I've read that LIGO will be the first thing to detect a "nearby" core collapse supernova, because the neutrino pulse travels slower than light, and the light is trapped inside the star for several hours before it is free to propagate in a vacuum.

However, can a core collapse supernova emit detectable gravitational waves? I'm not up to tackling the GR equations involved, but ...

If it's spherically symmetrical, then it has no preferred direction. A gravitational wave stretches space in one direction while compressing it in the perpendicular one. So emission of such is not compatible with perfect spherical source symmetry. Am I right?

A star is rotating, which gives it a defined axis. Does that make a difference? It still doesn't seem able to define any perpendicular "stretch" and "shrink" directions, if it has perfect radial symmetry. Again, am I right?
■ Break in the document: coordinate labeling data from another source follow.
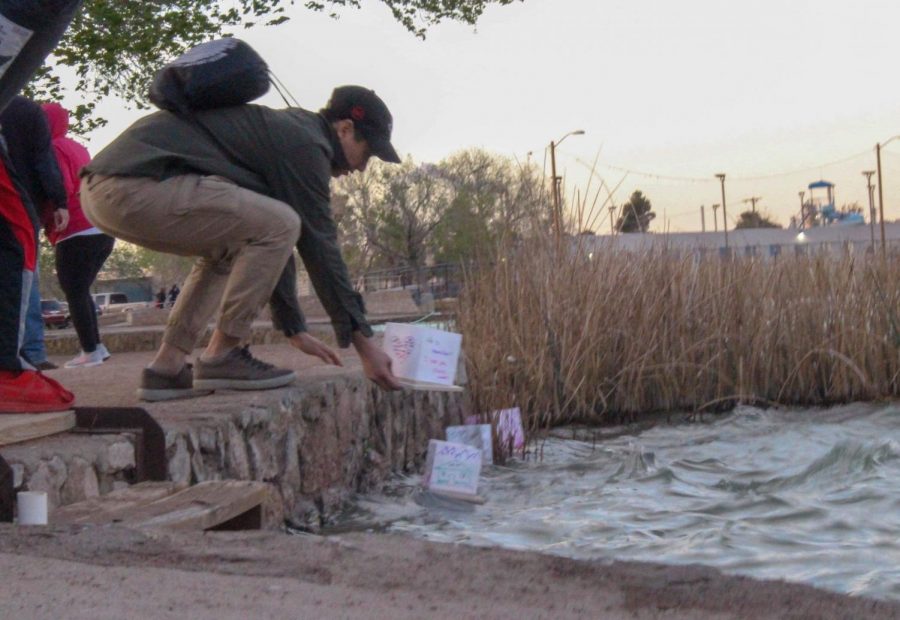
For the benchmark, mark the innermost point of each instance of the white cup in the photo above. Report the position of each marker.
(32, 507)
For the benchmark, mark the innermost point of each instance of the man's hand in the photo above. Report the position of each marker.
(315, 347)
(60, 219)
(376, 363)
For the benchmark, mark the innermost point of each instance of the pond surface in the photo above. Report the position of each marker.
(810, 496)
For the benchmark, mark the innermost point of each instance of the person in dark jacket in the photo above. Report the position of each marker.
(27, 134)
(238, 187)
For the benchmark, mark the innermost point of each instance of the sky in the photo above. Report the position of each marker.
(775, 94)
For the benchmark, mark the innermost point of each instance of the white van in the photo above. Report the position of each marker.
(103, 301)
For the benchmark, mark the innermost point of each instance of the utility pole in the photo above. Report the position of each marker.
(556, 180)
(868, 174)
(555, 189)
(881, 193)
(721, 177)
(752, 200)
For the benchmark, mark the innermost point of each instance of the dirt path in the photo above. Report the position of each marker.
(111, 572)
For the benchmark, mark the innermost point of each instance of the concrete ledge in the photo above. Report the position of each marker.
(327, 436)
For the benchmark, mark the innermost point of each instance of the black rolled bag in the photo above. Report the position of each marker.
(29, 30)
(217, 74)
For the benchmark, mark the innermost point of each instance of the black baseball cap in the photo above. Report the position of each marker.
(369, 115)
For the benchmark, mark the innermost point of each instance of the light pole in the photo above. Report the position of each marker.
(868, 174)
(557, 208)
(721, 177)
(881, 193)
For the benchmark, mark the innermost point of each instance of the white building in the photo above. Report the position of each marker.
(756, 241)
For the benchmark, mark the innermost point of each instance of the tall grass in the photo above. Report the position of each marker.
(571, 336)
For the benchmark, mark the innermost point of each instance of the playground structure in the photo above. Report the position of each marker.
(819, 210)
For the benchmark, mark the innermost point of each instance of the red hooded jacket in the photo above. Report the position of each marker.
(72, 157)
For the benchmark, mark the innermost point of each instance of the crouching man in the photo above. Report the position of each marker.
(238, 188)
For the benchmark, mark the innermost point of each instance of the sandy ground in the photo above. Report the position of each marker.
(110, 572)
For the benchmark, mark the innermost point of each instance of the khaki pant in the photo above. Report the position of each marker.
(242, 240)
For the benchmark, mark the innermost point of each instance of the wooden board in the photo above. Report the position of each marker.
(110, 507)
(464, 497)
(426, 386)
(18, 427)
(200, 507)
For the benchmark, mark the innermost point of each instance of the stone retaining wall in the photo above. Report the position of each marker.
(318, 443)
(72, 467)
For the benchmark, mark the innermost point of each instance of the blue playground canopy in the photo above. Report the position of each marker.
(818, 184)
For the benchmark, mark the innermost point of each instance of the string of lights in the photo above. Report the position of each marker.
(711, 178)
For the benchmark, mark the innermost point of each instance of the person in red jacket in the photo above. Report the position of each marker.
(81, 249)
(23, 389)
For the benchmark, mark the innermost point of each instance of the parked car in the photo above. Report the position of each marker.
(116, 302)
(55, 314)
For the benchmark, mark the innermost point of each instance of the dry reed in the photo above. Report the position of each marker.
(571, 336)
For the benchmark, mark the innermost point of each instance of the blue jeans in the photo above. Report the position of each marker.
(33, 347)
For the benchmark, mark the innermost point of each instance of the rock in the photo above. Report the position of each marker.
(120, 456)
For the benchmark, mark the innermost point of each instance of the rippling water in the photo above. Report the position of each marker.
(809, 496)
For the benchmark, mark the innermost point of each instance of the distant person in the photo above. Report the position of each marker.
(173, 295)
(80, 248)
(232, 186)
(27, 136)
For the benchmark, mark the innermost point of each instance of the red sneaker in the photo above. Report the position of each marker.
(28, 391)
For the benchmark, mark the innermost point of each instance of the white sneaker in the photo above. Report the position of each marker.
(86, 360)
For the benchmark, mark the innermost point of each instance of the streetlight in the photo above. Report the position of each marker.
(868, 174)
(880, 193)
(557, 208)
(721, 177)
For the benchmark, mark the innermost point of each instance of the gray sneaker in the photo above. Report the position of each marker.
(157, 386)
(239, 370)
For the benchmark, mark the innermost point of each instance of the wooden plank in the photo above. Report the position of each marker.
(18, 427)
(201, 506)
(165, 505)
(464, 497)
(427, 386)
(110, 508)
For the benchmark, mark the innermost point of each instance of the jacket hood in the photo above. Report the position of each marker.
(57, 118)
If I'm not wrong, this leaves the fact that no real star collapse will actually be perfectly symmetrical. If so, are the expected deviations from radial symmetry during the collapse sufficient to make a core collapse supernova detectable by LIGO, and at what estimated distance? Does it make any difference whether the core ends up as a neutron star or a black hole?

Answer 1

If the collapse is spherically or axially symmetric, no gravitational radiation is emitted. If the collapse is less symmetric than that, emission of gravitational waves will occur. The more chaotic the collapse is, the greater the energy of gravitational radiation emitted. One would expect gravitational wave to be emitted in realistic collapses. Theoretical calculations are providing potential wave forms and LIGO and other gravitational wave detectors are searching for such events. None have yet been detected to my knowledge.

Answer 2

What you are enquiring about is discussed in quite an accessible way by Steve Carlip, in an article titled: Aberration and the Speed of Gravity

Part of the discussion is an overview of the conditions under which gravitational waves will be emitted.
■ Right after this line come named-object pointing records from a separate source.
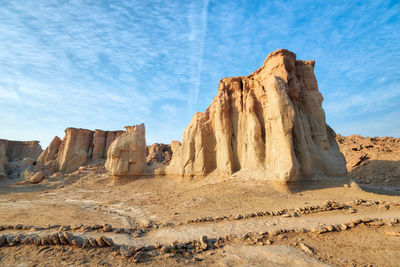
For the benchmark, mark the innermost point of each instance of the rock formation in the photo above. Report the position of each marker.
(18, 150)
(74, 150)
(160, 153)
(78, 147)
(372, 160)
(268, 125)
(3, 160)
(127, 154)
(50, 153)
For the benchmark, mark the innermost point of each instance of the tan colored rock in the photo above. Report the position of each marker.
(37, 177)
(50, 153)
(102, 141)
(79, 146)
(3, 160)
(267, 125)
(372, 160)
(99, 144)
(18, 150)
(74, 150)
(127, 154)
(111, 136)
(160, 153)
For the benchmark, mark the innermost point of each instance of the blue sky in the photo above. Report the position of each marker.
(107, 64)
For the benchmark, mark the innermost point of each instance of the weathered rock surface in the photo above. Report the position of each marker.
(3, 159)
(160, 153)
(37, 177)
(18, 150)
(78, 147)
(127, 154)
(74, 150)
(50, 153)
(372, 160)
(267, 125)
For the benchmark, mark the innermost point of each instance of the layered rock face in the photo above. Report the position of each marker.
(18, 150)
(50, 153)
(77, 148)
(267, 125)
(127, 154)
(74, 150)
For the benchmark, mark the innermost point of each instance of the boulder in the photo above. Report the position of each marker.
(127, 154)
(160, 153)
(36, 177)
(268, 125)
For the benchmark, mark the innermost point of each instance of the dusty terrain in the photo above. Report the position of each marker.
(258, 180)
(251, 222)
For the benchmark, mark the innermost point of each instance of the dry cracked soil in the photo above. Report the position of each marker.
(86, 219)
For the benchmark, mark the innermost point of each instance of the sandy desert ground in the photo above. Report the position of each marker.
(164, 221)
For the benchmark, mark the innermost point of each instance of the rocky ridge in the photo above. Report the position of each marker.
(267, 125)
(372, 160)
(78, 147)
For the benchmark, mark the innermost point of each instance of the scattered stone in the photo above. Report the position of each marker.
(37, 177)
(92, 242)
(139, 257)
(100, 242)
(3, 240)
(126, 251)
(392, 233)
(107, 227)
(306, 249)
(108, 241)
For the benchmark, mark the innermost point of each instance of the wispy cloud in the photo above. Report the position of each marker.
(103, 64)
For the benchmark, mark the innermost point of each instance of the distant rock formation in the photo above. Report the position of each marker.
(372, 160)
(18, 150)
(127, 154)
(50, 153)
(268, 125)
(78, 147)
(11, 151)
(3, 159)
(160, 153)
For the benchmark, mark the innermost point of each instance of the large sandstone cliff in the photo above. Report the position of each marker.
(268, 125)
(127, 154)
(78, 147)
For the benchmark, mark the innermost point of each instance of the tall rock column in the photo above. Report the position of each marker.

Comparison with electromagnetics: if you have two macroscopic objects, one charged positively, and one charged negatively, then the Coulomb attraction will allow them to orbit their common center of mass, but they will emit electromagnetic waves, causing the two objects to spiral inward quite rapidly.
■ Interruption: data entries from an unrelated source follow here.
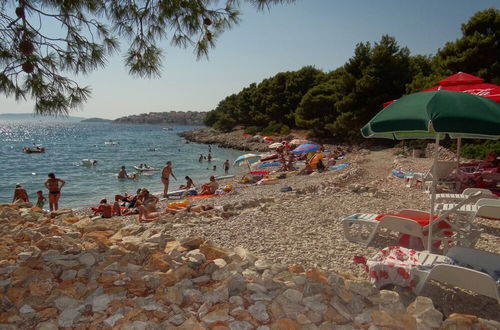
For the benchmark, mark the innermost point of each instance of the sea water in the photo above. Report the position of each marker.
(66, 144)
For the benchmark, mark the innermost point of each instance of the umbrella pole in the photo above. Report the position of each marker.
(433, 193)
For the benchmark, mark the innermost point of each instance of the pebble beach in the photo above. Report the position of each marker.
(278, 245)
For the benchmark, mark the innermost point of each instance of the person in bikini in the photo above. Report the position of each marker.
(104, 209)
(20, 194)
(148, 216)
(189, 183)
(210, 187)
(165, 177)
(52, 184)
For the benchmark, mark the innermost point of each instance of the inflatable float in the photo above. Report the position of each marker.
(177, 205)
(221, 177)
(88, 162)
(263, 165)
(268, 157)
(36, 150)
(148, 168)
(338, 167)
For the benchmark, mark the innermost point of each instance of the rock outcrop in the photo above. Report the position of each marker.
(58, 270)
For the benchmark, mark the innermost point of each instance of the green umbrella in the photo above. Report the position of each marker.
(428, 115)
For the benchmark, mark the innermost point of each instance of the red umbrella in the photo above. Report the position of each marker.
(465, 83)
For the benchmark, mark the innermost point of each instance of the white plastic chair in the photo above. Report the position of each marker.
(363, 227)
(475, 270)
(466, 193)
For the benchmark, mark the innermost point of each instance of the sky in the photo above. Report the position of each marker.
(321, 33)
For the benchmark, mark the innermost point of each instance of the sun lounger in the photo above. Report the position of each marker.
(363, 227)
(445, 174)
(474, 270)
(466, 193)
(466, 268)
(488, 208)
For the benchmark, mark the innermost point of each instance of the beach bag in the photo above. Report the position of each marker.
(320, 166)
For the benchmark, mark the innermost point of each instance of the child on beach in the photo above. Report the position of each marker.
(105, 209)
(20, 194)
(41, 199)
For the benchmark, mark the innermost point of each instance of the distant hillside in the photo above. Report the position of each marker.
(165, 118)
(33, 117)
(96, 120)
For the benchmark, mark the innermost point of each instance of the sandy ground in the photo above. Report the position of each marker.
(304, 226)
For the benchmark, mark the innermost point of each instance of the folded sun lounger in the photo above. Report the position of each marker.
(464, 195)
(466, 268)
(363, 228)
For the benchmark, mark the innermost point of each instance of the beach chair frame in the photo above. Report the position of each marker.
(469, 274)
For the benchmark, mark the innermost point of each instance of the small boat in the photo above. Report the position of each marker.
(145, 168)
(33, 150)
(89, 162)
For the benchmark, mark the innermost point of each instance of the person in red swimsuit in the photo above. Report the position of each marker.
(52, 184)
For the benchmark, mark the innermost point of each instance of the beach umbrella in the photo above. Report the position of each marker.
(305, 148)
(245, 159)
(275, 145)
(297, 142)
(432, 115)
(465, 83)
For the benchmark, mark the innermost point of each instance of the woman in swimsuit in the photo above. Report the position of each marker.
(52, 184)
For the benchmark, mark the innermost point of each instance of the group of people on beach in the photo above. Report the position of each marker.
(144, 204)
(53, 184)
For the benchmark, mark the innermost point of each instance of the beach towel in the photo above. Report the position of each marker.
(96, 207)
(204, 196)
(404, 240)
(393, 265)
(338, 167)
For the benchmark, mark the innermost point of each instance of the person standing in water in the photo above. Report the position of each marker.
(165, 177)
(41, 199)
(20, 194)
(52, 184)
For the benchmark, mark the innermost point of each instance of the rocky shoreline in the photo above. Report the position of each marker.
(62, 271)
(264, 259)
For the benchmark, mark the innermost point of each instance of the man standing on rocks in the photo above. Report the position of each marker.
(165, 177)
(54, 185)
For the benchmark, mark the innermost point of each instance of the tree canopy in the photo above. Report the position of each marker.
(36, 62)
(338, 103)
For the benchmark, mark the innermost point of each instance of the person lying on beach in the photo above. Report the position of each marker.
(189, 183)
(122, 174)
(41, 199)
(306, 170)
(148, 216)
(104, 209)
(191, 208)
(148, 200)
(20, 194)
(210, 187)
(128, 199)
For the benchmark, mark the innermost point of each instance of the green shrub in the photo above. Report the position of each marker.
(479, 151)
(251, 130)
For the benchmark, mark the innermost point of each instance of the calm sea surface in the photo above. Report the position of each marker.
(67, 144)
Gravitational wave propagation does not fall in the category of transversal waves. The propagation is described as propagation of a quadrupole wave.

The nature of the gravitational wave itself is different, and the nature of how the gravitational wave is generated is different. Generation of gravitational waves occurs at a higher order, and that accounts for the fact that gravitationally bound systems such as solar systems are stable on the time scale of the lifetime of the Universe.

So yeah, a spherical symmetrical collapse event will not generate a gravitational wave.

I'm not sure what the expectation is in the case of a pulsar kick. (Pulsar kick as mentioned by PM_2Ring in the comment section.)

In the case of the Coulomb force such an event of longitudinal acceleration will result in emission of electromagnetic waves, but generation of gravitational waves is different.